明快な理屈や回答なんかより、なんとなく感覚で生きて行く学生たち。
*****************************
やがて本番が近づく。
韓国の女の子は1人で無人の体育館のステージに立ち、メンバー紹介を始める。彼女なりの知識でメンバーの性格を説明し、何よりメンバーたちへの愛というか、バンドに参加できて幸せだったという思いが溢れている。
けれど他の三人は、終盤に少々の青春模様も見せるが、やっぱりそれについて特に語ろうとしない。他のメンバーも必要以上に立ち入らない。観客と距離を置く女の子たち。
*****************************
掛け替えのない時間と何年も後になって思うであろう数日間はラストの「リンダ、リンダ」の熱唱で幕を閉じる。
僕はがっかりしたのだ。
映画の内容にではない。音楽の技術とかでもない
本番の演奏が終わってしまったことに。

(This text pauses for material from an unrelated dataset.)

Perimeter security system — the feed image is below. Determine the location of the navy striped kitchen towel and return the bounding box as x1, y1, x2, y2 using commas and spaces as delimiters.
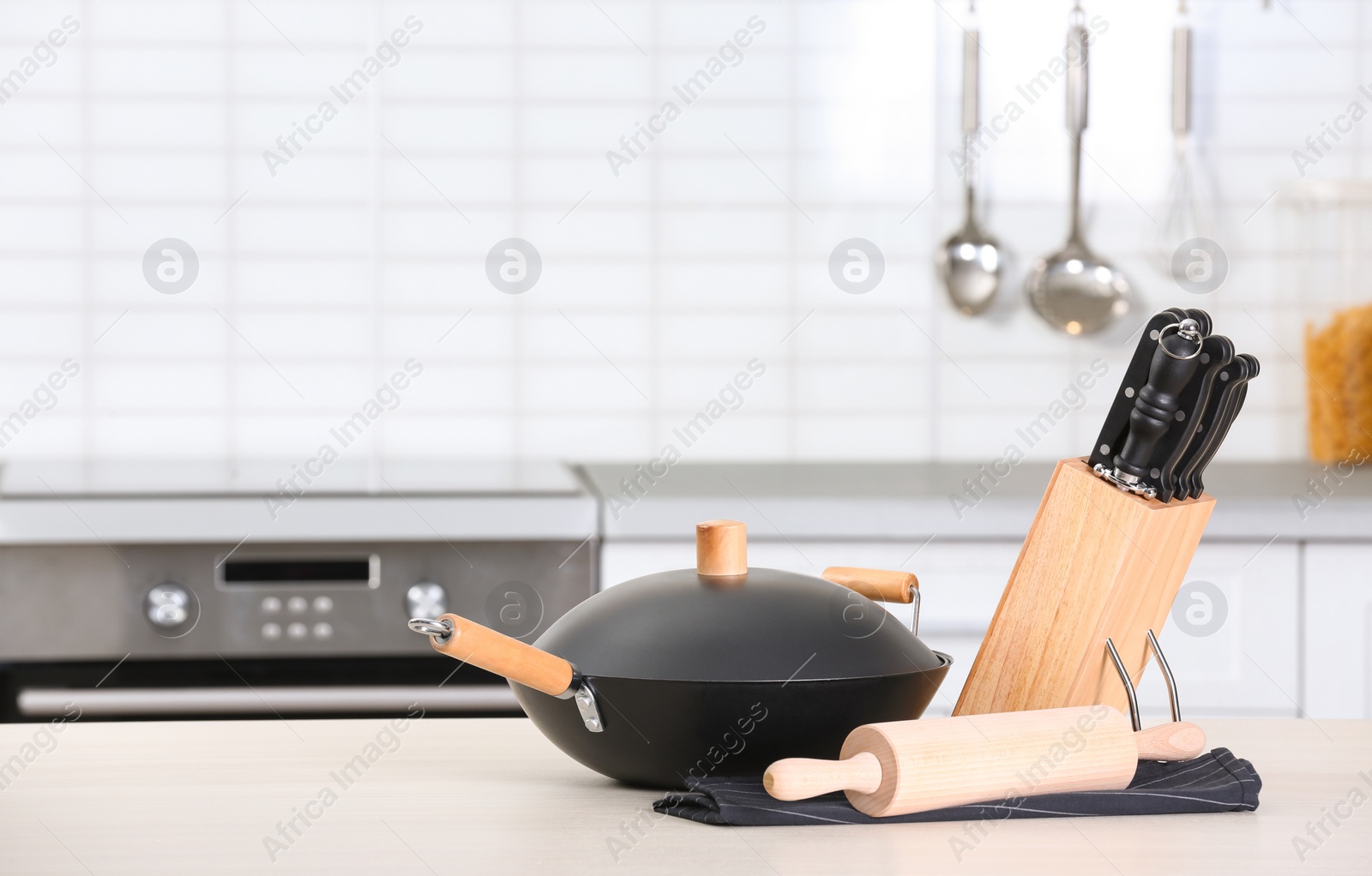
653, 748, 1262, 826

ついに映画が終わってしまったことに。
そう言えば、学生の時、仲間たちと映画を作っていた時、いつまでもクランクアップしなければいいのに、と思った。
そして、ああ終わっちまった・・・という脱力感。
その感覚がよみがえってきた。
四人の女の子たちの、練習期間がいつまでも続けばいいのに・・と
序盤、ただの傍観者としてのスタンスを余儀なくされていた僕は、いつの間にか彼女たちのバンド練習に参加していた。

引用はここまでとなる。